Nonbinary Folks Are Still Invisible, Even in Queer Spaces

"Queer spaces often devolve into pageant contests, and so many of us don’t even qualify to compete."
An illustration of a black person in pink overalls in the middle of a dance floor. Their hand is fading into invisibility.
Freddelanka

Gender-bending-and-breaking icon Prince’s song "I Would Die 4 U," opens with the line: I’m not a woman / I’m not a man / I am something that you’ll never understand. Any Prince fan knows that he’s talking about God, but to those outside of the gender binary and the expressions that are attached to it, it’s gospel. Prince accurately speaks to the lives of so many of us who aren’t understood, or who don’t fit in with the rest of the puzzle that is gender expression in the queer community. His lyrics call attention to a concept that, to this day, is impossible in many folks' imaginings of gender — that it is not a binary or spectrum, but a universe of identities and expressions.

You can be masc; a boy/boi, stud, butch, bro, bruh, dad/daddy, masc4masc. You can be femme; feminine, a queen, a fem, a girl/gurl, lipstick, a princess, motha. The space between the two is like being in the middle of the dance floor while everyone stands on the sidelines. It’s like being the middle child who was too often overlooked by their parents. It’s being greeted with, “so, like, what are you?” It’s the silence from your own community because they don’t know what to do with you or how to see you. It’s often being too queer for queer people to conceptualize. It’s a losing game.

Those of us who don’t perform gender correctly — whether cis or trans — are often told to pick a side, or become tossed to the side entirely.
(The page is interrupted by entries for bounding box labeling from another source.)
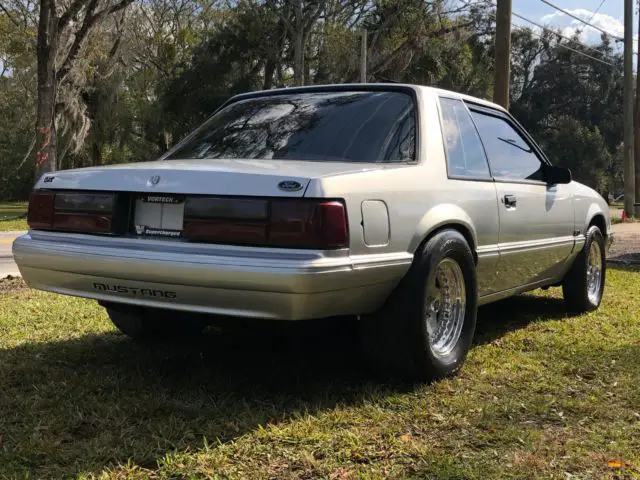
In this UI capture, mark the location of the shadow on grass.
[474,295,571,345]
[0,296,620,478]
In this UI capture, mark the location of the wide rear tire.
[361,229,478,381]
[103,305,207,341]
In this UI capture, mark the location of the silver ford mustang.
[13,84,611,380]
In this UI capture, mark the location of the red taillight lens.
[27,192,115,233]
[269,200,349,249]
[27,192,55,229]
[53,212,113,233]
[183,198,349,249]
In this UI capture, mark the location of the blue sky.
[458,0,638,51]
[512,0,637,52]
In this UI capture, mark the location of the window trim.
[464,100,551,186]
[157,83,422,165]
[436,94,495,183]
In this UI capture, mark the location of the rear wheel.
[562,225,607,313]
[361,230,477,381]
[103,304,207,341]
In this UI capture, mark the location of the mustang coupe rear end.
[14,85,610,379]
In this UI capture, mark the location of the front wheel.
[562,225,607,313]
[361,230,477,381]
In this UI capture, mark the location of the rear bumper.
[13,232,411,320]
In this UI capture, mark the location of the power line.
[511,12,606,61]
[578,0,607,32]
[460,0,616,67]
[540,0,624,41]
[511,23,616,67]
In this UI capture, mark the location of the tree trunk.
[293,0,305,86]
[35,0,58,180]
[262,58,276,90]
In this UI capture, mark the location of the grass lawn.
[0,202,27,232]
[0,269,640,480]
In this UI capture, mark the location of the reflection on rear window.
[167,91,416,162]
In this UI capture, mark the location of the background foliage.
[0,0,623,199]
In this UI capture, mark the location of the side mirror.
[544,165,572,185]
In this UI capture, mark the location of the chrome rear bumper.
[13,232,412,320]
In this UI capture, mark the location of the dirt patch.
[0,275,29,295]
[607,223,640,264]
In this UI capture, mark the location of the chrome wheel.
[587,241,602,305]
[425,258,467,357]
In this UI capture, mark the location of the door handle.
[503,195,518,208]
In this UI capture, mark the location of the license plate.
[133,194,184,238]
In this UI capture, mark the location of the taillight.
[183,197,349,249]
[269,200,349,249]
[27,192,55,229]
[27,192,115,233]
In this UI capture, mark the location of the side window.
[471,110,543,181]
[440,98,491,179]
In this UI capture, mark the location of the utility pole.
[360,30,367,83]
[633,1,640,218]
[493,0,512,109]
[624,0,636,217]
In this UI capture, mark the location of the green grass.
[0,202,27,232]
[0,269,640,480]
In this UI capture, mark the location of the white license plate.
[133,194,184,238]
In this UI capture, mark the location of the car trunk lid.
[36,160,384,197]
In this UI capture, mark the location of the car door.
[439,97,499,297]
[471,106,575,290]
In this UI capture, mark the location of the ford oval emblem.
[278,180,302,192]
[147,175,160,187]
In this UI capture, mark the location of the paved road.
[0,223,640,278]
[0,232,23,278]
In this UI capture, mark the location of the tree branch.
[95,0,133,20]
[57,0,133,83]
[0,3,22,27]
[58,0,88,32]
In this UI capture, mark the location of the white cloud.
[542,8,624,42]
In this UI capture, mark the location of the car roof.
[227,83,506,112]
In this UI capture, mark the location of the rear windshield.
[166,91,416,162]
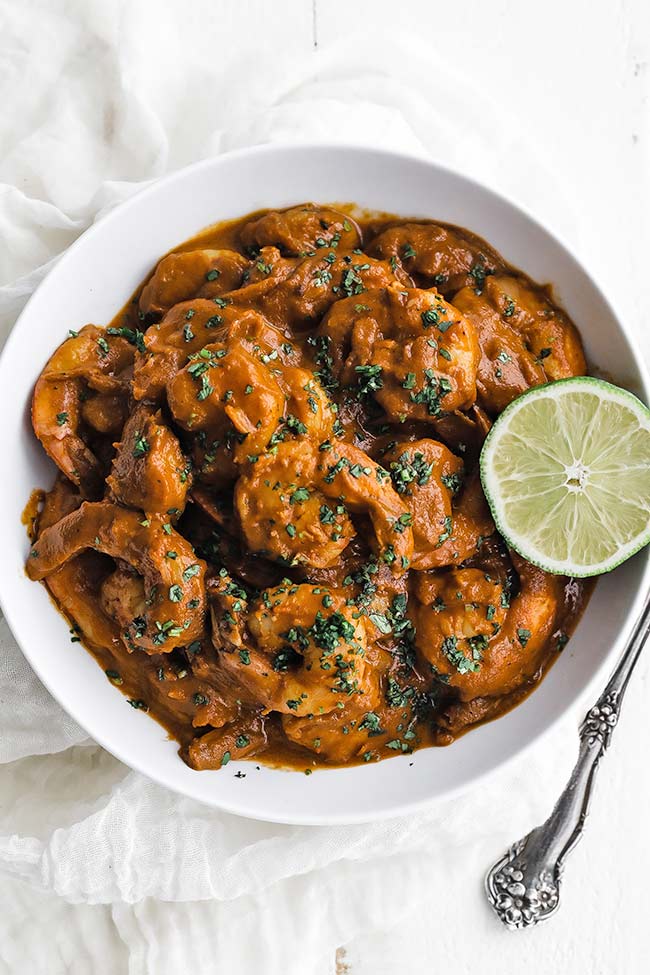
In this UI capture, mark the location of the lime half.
[481,376,650,576]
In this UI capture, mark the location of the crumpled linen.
[0,0,579,975]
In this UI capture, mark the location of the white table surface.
[268,0,650,975]
[3,0,650,975]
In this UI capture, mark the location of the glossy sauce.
[24,206,592,770]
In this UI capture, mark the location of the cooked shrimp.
[414,554,565,701]
[235,441,354,568]
[27,501,205,653]
[317,441,413,575]
[106,405,191,516]
[133,298,292,402]
[369,223,503,294]
[139,248,249,315]
[243,248,412,332]
[241,204,361,257]
[187,714,268,771]
[32,325,134,498]
[276,366,336,443]
[213,581,376,715]
[167,342,285,461]
[454,276,586,414]
[320,288,479,422]
[384,440,494,569]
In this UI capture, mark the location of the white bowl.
[0,146,650,824]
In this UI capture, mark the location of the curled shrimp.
[26,501,205,653]
[167,343,285,461]
[384,440,494,569]
[32,325,134,498]
[454,275,586,414]
[369,222,503,294]
[316,441,413,575]
[319,287,479,422]
[133,298,299,402]
[414,554,564,701]
[240,204,361,257]
[235,440,355,568]
[211,579,376,716]
[139,248,249,315]
[106,405,191,517]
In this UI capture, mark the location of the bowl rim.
[0,140,650,826]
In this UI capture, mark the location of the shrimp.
[316,441,413,575]
[106,405,191,517]
[454,276,586,414]
[413,553,565,701]
[320,287,479,422]
[133,298,298,402]
[139,248,249,315]
[369,223,503,295]
[213,580,376,716]
[276,366,337,443]
[235,440,355,568]
[187,715,268,771]
[32,325,134,498]
[240,204,361,257]
[167,342,285,461]
[384,440,494,569]
[238,248,413,332]
[26,501,205,653]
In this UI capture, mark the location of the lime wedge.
[480,376,650,576]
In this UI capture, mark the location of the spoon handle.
[485,594,650,929]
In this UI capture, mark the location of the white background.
[0,0,650,975]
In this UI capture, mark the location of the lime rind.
[480,376,650,577]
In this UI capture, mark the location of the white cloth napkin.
[0,0,578,975]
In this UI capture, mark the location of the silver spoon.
[485,594,650,929]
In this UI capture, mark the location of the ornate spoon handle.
[485,595,650,928]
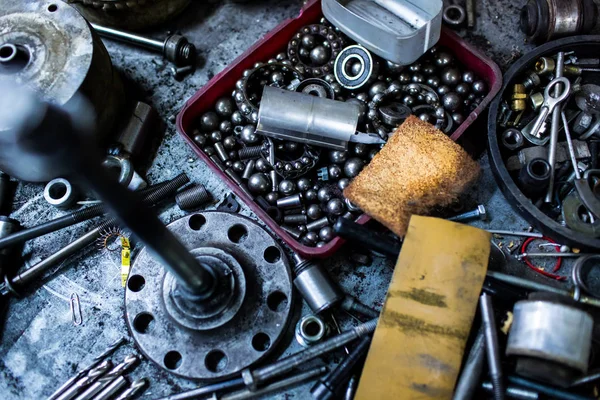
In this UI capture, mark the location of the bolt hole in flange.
[204,350,229,373]
[133,312,154,333]
[127,275,146,293]
[189,214,206,231]
[267,291,288,312]
[163,351,182,370]
[227,224,248,244]
[252,332,271,352]
[264,246,281,264]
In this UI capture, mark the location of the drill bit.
[48,337,127,400]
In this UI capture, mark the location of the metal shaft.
[91,24,165,53]
[479,292,505,400]
[242,319,377,391]
[217,367,327,400]
[452,327,485,400]
[48,337,127,400]
[544,51,565,203]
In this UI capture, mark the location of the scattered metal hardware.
[256,86,385,151]
[242,320,377,392]
[125,211,292,379]
[521,0,598,43]
[442,4,467,27]
[452,326,492,400]
[0,0,125,182]
[115,378,148,400]
[91,24,196,66]
[48,337,127,400]
[69,293,83,326]
[294,254,344,314]
[333,45,379,90]
[296,315,329,347]
[448,204,488,222]
[44,178,77,210]
[310,336,371,400]
[175,184,212,211]
[287,24,344,78]
[506,294,593,387]
[479,292,505,400]
[323,0,443,65]
[56,360,112,400]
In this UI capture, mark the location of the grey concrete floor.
[0,0,592,400]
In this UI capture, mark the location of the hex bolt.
[479,292,505,400]
[91,24,196,66]
[448,204,488,222]
[175,184,212,211]
[242,319,377,391]
[310,336,371,400]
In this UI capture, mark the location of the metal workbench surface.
[0,0,584,400]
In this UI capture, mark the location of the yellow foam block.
[356,216,491,400]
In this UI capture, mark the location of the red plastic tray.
[177,0,502,258]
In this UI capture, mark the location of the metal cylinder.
[256,85,360,150]
[175,184,212,211]
[294,255,344,314]
[506,299,594,386]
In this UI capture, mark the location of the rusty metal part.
[125,212,293,379]
[67,0,191,30]
[0,0,125,182]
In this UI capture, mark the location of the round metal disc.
[125,211,293,380]
[0,0,94,104]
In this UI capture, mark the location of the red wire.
[521,236,567,281]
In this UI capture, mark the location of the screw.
[479,292,505,400]
[448,204,488,222]
[242,319,377,391]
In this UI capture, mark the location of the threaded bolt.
[175,185,212,211]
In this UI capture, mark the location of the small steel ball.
[344,157,365,178]
[369,81,387,98]
[310,46,331,66]
[317,187,333,203]
[279,179,296,196]
[296,178,312,192]
[304,189,319,202]
[325,198,346,216]
[231,111,244,125]
[327,164,342,179]
[398,72,412,83]
[200,111,220,132]
[434,51,454,67]
[452,113,465,125]
[248,172,271,194]
[463,71,475,83]
[254,158,271,172]
[338,178,350,190]
[437,85,452,96]
[215,97,233,118]
[473,81,487,94]
[425,76,442,89]
[210,131,223,143]
[454,82,471,97]
[319,226,335,242]
[223,136,237,150]
[265,192,279,205]
[303,232,319,246]
[232,161,246,172]
[306,204,323,221]
[354,143,369,157]
[194,134,207,147]
[442,92,462,112]
[442,67,462,86]
[300,34,317,50]
[240,125,260,144]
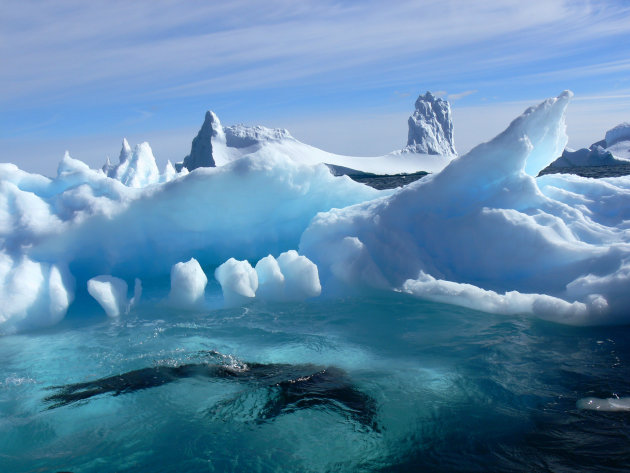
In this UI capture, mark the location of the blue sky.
[0,0,630,174]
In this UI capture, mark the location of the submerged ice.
[0,92,630,333]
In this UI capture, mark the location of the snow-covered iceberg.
[0,92,630,332]
[548,123,630,171]
[405,92,457,156]
[300,92,630,323]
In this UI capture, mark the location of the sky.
[0,0,630,175]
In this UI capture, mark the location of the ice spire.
[175,111,225,171]
[406,92,457,156]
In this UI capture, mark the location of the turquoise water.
[0,293,630,473]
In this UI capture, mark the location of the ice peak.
[175,110,225,171]
[118,138,131,163]
[604,122,630,147]
[406,91,457,156]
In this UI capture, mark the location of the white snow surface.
[604,122,630,148]
[214,258,258,307]
[0,92,630,333]
[215,250,322,306]
[406,92,457,156]
[168,258,208,309]
[300,92,630,324]
[87,275,129,317]
[551,123,630,167]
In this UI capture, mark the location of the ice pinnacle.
[406,92,457,156]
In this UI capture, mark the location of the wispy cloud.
[0,0,630,106]
[447,89,478,101]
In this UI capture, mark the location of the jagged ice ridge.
[0,88,630,333]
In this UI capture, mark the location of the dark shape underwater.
[44,352,378,431]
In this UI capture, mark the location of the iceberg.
[87,275,129,317]
[300,92,630,324]
[546,123,630,172]
[0,92,630,333]
[215,250,322,307]
[168,258,208,309]
[405,92,457,156]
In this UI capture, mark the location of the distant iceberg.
[548,123,630,171]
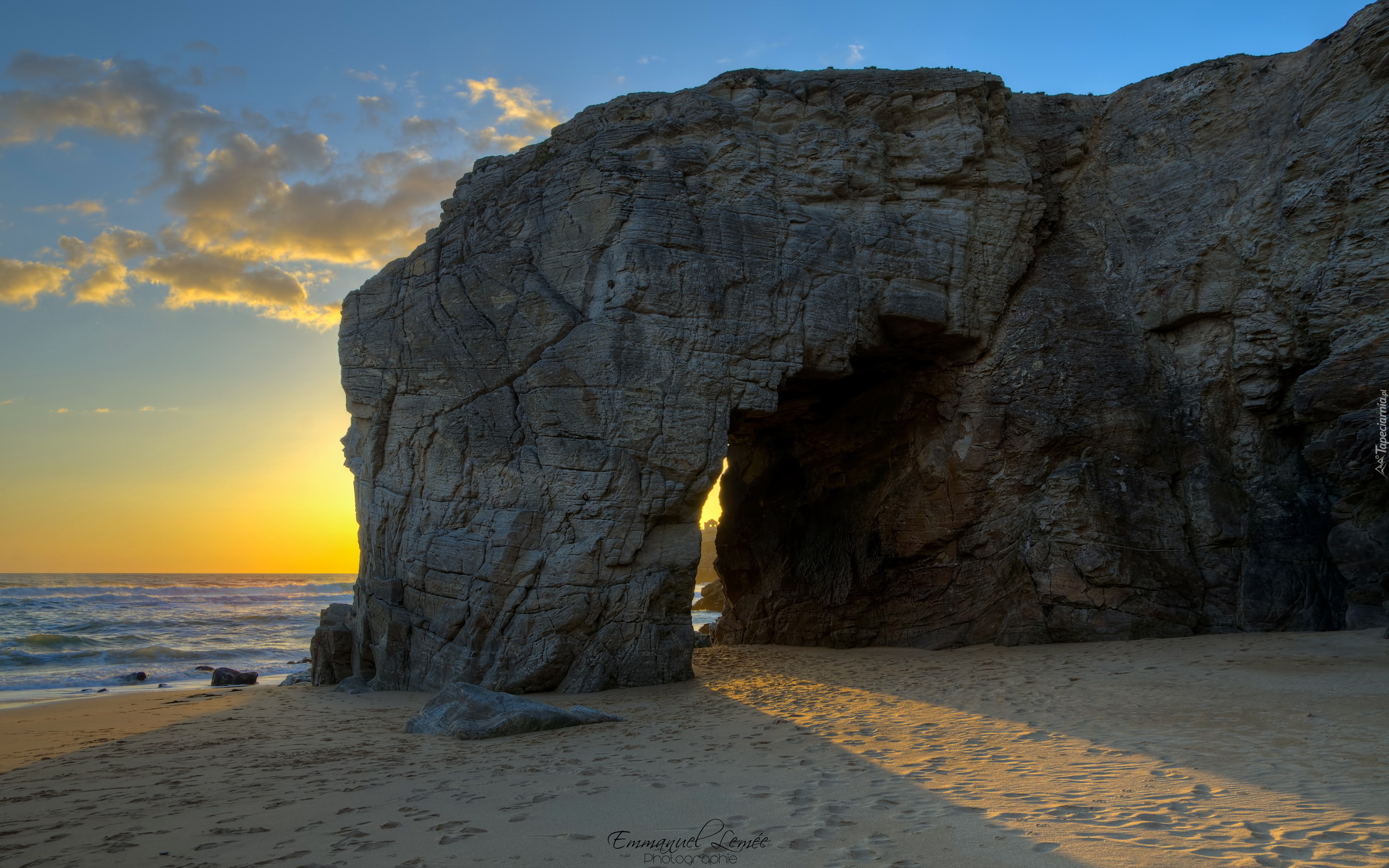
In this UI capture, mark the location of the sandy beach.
[0,629,1389,868]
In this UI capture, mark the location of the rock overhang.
[328,0,1384,690]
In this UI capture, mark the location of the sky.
[0,0,1361,572]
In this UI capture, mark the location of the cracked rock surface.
[336,3,1389,693]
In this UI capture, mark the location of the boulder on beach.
[213,667,260,687]
[334,674,372,693]
[406,682,622,739]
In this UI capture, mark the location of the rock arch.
[315,4,1389,692]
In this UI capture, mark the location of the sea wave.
[0,644,298,672]
[0,582,353,601]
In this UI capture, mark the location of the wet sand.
[0,629,1389,868]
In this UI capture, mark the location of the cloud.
[25,199,106,224]
[357,96,396,126]
[458,78,564,136]
[137,251,342,328]
[0,257,68,307]
[59,226,158,304]
[0,49,564,328]
[0,52,197,144]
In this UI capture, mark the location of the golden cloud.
[0,257,68,307]
[0,53,563,328]
[59,226,158,304]
[458,78,564,136]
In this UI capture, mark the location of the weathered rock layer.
[328,3,1389,692]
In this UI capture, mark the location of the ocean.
[0,572,718,701]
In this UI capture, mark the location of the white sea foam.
[0,573,354,692]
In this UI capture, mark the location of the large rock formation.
[333,2,1389,692]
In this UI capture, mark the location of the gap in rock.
[690,458,728,630]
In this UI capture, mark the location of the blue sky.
[0,0,1361,571]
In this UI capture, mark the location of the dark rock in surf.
[304,603,353,685]
[213,667,260,687]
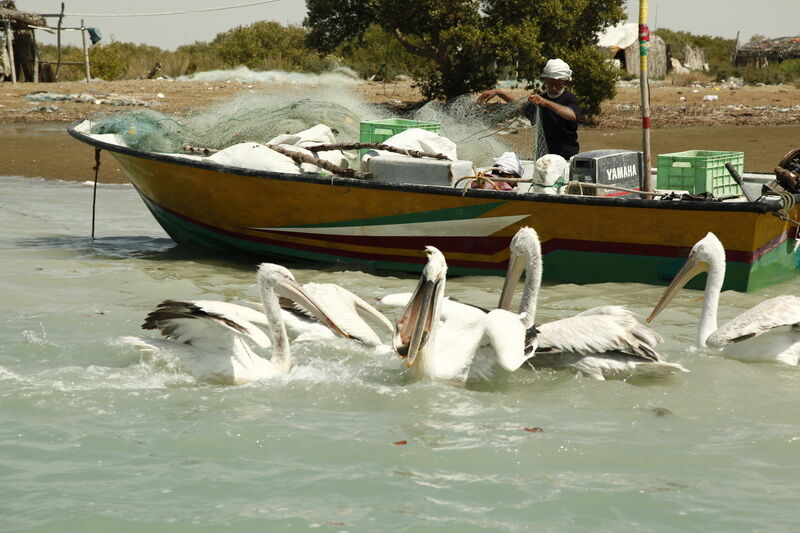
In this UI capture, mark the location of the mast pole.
[639,0,654,191]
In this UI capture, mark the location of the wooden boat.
[68,124,800,291]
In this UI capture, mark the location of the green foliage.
[716,59,800,85]
[303,0,625,111]
[334,24,425,80]
[211,21,329,72]
[89,41,164,80]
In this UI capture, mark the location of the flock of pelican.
[125,227,800,384]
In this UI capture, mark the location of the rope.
[767,189,800,227]
[92,148,102,240]
[52,0,288,17]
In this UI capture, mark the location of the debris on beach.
[25,91,157,106]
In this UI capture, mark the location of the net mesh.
[92,89,547,167]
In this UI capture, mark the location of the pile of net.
[91,90,376,153]
[91,89,546,166]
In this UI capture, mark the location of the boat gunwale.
[67,120,788,214]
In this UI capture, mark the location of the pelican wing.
[142,300,271,351]
[483,309,536,372]
[537,306,664,361]
[296,283,394,346]
[707,295,800,348]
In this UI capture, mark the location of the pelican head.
[392,246,447,368]
[258,263,349,337]
[497,226,542,309]
[647,232,725,322]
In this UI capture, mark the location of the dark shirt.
[522,89,581,160]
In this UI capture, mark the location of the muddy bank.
[0,80,800,182]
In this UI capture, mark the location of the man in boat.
[478,59,581,160]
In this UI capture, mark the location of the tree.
[303,0,624,113]
[211,21,326,71]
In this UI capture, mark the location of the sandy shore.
[0,80,800,183]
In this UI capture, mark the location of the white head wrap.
[542,59,572,81]
[492,152,523,177]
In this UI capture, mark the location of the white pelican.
[282,283,394,346]
[647,232,800,365]
[124,263,346,384]
[393,246,536,383]
[498,227,688,380]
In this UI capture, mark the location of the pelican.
[498,227,688,380]
[647,232,800,365]
[392,246,536,383]
[124,263,346,384]
[282,283,394,346]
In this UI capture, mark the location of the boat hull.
[70,124,798,291]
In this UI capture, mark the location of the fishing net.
[92,88,386,153]
[91,88,547,167]
[413,95,547,167]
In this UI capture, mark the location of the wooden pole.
[639,0,654,191]
[55,2,64,81]
[31,28,39,83]
[81,19,92,83]
[6,20,17,83]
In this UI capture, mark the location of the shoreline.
[0,80,800,183]
[0,122,800,183]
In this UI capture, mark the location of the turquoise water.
[0,177,800,532]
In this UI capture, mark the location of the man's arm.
[528,94,578,122]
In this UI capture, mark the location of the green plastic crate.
[358,118,442,156]
[656,150,744,196]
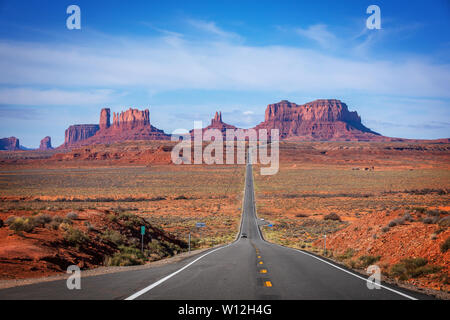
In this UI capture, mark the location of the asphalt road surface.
[0,164,431,300]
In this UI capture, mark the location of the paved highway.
[0,160,430,300]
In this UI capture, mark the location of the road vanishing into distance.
[0,160,431,300]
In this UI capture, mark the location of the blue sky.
[0,0,450,147]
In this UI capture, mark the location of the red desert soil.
[0,210,186,280]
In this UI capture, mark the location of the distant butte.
[254,99,393,141]
[60,108,170,148]
[39,136,53,150]
[0,137,21,151]
[189,111,238,139]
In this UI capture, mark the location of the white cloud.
[0,30,450,99]
[187,19,242,40]
[0,88,118,106]
[296,24,337,49]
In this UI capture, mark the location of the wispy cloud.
[295,24,337,49]
[0,88,118,106]
[187,19,242,40]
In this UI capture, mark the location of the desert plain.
[0,141,450,293]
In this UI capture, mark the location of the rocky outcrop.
[189,111,238,140]
[64,124,100,146]
[255,99,389,141]
[39,136,53,150]
[0,137,21,151]
[99,108,111,130]
[113,108,150,129]
[61,108,170,147]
We’re generally invisible to the wider community. People look at us and don’t know how to include us, love us, hear us, fuck us, or value us, because they’ve been taught to instill value and worth in the polar ends of the binary and the safety of rigid gender roles. Anyone living in-between or outside of the binary is disqualified or forgotten.

So much attention is given to how well one can perform these static roles. Do you have the lipstick? Do you have the swagger? Where’s your outfit? Watch your mannerisms! Queer spaces often devolve into pageant contests, and so many of us don’t even qualify to compete. What would the queer community look like if we allowed ourselves to just be? To just exist?

As a male-assigned agender person with no attachment to any gender identity or expression, I’ve always found it difficult to navigate queer spaces because I’ve never fit in with community constructs of gender expression. Even as a drag performer, an art form built upon subverting gender and gendered expectations, I can never escape this ominous binary. When queer people convene, we try to connect with others who express who they are in similar fashions, because finding friends and accomplices in this strange and exhausting world is vital to our survival. However, I can’t help but imagine what is going through the minds of folks who see me and try to decipher where on the gender expression spectrum I fall.

My go-to outfit is a pair of overalls, Doc Martens, a snapback baseball cap, usually a pair of statement earrings, and painted nails. I check off so many gendered boxes in the way I present myself that most folks don’t know where to place me. I exist in a grey area beyond the binary that most do not register. I am often invisible. It is still a radical battle to exist as gender nonconforming — or gender defiant as I like to say — in this modern, "progressive" queer age. I’m too "masc" for the femme spaces, and too "femme" for masc spaces. Where do us gender deviants go?

When I get weary of the ways of the binary, I think back to my queer and trans ancestors: Sylvia Rivera, Marsha P. Johnson, Dorian Corey, and Pepper Labeija. I think of the kind of liberated and free world they fought to create, protect, and enrich. I think of how they all lived under oppression but still had the audacity to exist beyond limitations and beyond gender expectations. At the root of the liberation Marsha and Sylvia fought for is the ability to live freely and in your own truth. At the core of what Dorian and Pepper and the ballroom community cultivated is the idea that you can create yourself and be seen as authentic and valid — that you are your realness, and your realness is you.

The queer community does not value our individual realness. We are afraid to rocket beyond our own expectations and restrictions because of our ties to straight, cis passing and the privilege that comes with it. I want the queer community to envision greater possibilities and create more room for our expression. I want us to be more creative in the language we use and the ways we navigate gender. The outsiders, the gender deviants, and the nonbinary folks desperately need it.

TAYLOR ALXNDR (they/them or she/her) is a DIY performance artist, singer/songwriter, community organizer, and curator from Atlanta, GA. They are the executive director of Southern Fried Queer Pride and host/curator of SWEET TEA: A Queer Variety Show.